Ses yeux étaient presque suppliants, derrière ce masque d’assurance. Je voyais la faille dans cette armure qu’il portait en public. Elle le rendait d’autant plus réel, à mes yeux. Il ressemblait moins à l’homme parfait qui pouvait parler devant des milliers de personnes, avec aplomb, sans hésiter, de sa tentative de suicide quand il était adolescent, de son échec, de la vie en fauteuil roulant que cette erreur lui avait valu. Il était connu pour sa capacité à rire de son destin, à expliquer par des plaisanteries que pour ses crimes (être un jeune gay, victime de harcèlement) il avait été en somme condamné à la chaise électrique. Il avait dédié toute sa vie pour faire découvrir aux enfants des alternatives au suicide.

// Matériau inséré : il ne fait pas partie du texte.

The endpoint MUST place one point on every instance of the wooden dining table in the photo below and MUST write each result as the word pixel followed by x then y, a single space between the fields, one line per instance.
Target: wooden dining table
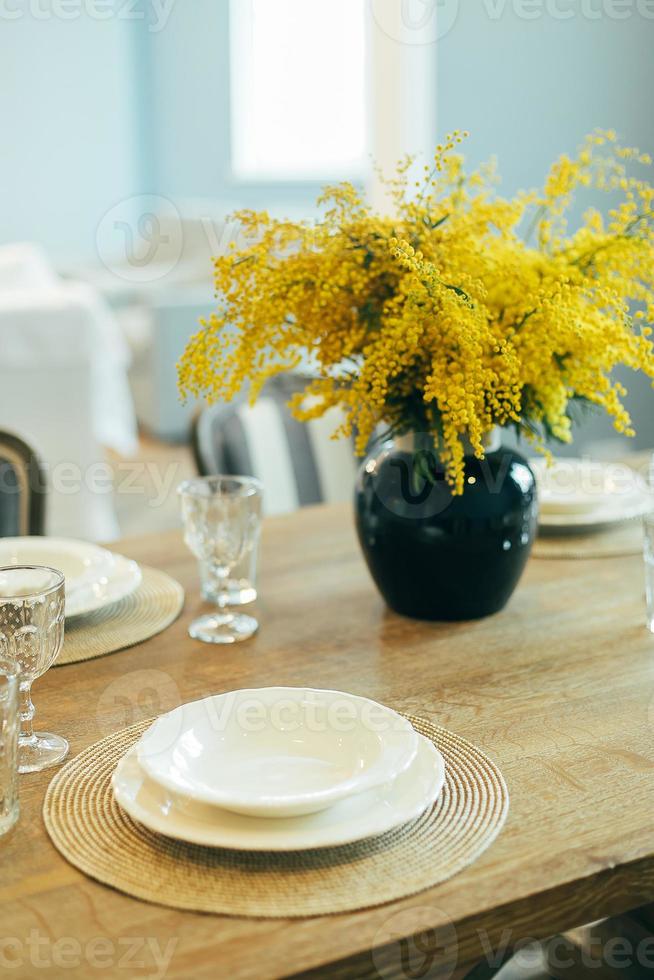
pixel 558 689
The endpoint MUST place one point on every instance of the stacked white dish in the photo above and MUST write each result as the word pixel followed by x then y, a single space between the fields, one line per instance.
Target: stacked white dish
pixel 278 769
pixel 95 577
pixel 578 495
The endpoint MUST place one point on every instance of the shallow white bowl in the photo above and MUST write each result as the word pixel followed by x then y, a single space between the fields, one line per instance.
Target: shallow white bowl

Comment avais-je pu penser une seule seconde que celui qu’il était, ce garçon anxieux et solitaire, avait pu disparaître derrière l’homme talentueux qu’il était devenu ?

— Oui, dis-je aussitôt, pour dissiper le moindre doute. Et si mes vœux se réalisent, pour le Nouvel An, ce n’est pas la seule nuit que l’on passera ensemble.

Le regard de Rourke pétilla de surprise et il me gratifia d’un sourire détendu et heureux.

— Putain, merci mon dieu. Maintenant, embrasse-moi, mon beau.

Et c’est ce que je fis. Pour la première fois, mais de très loin, pas la dernière.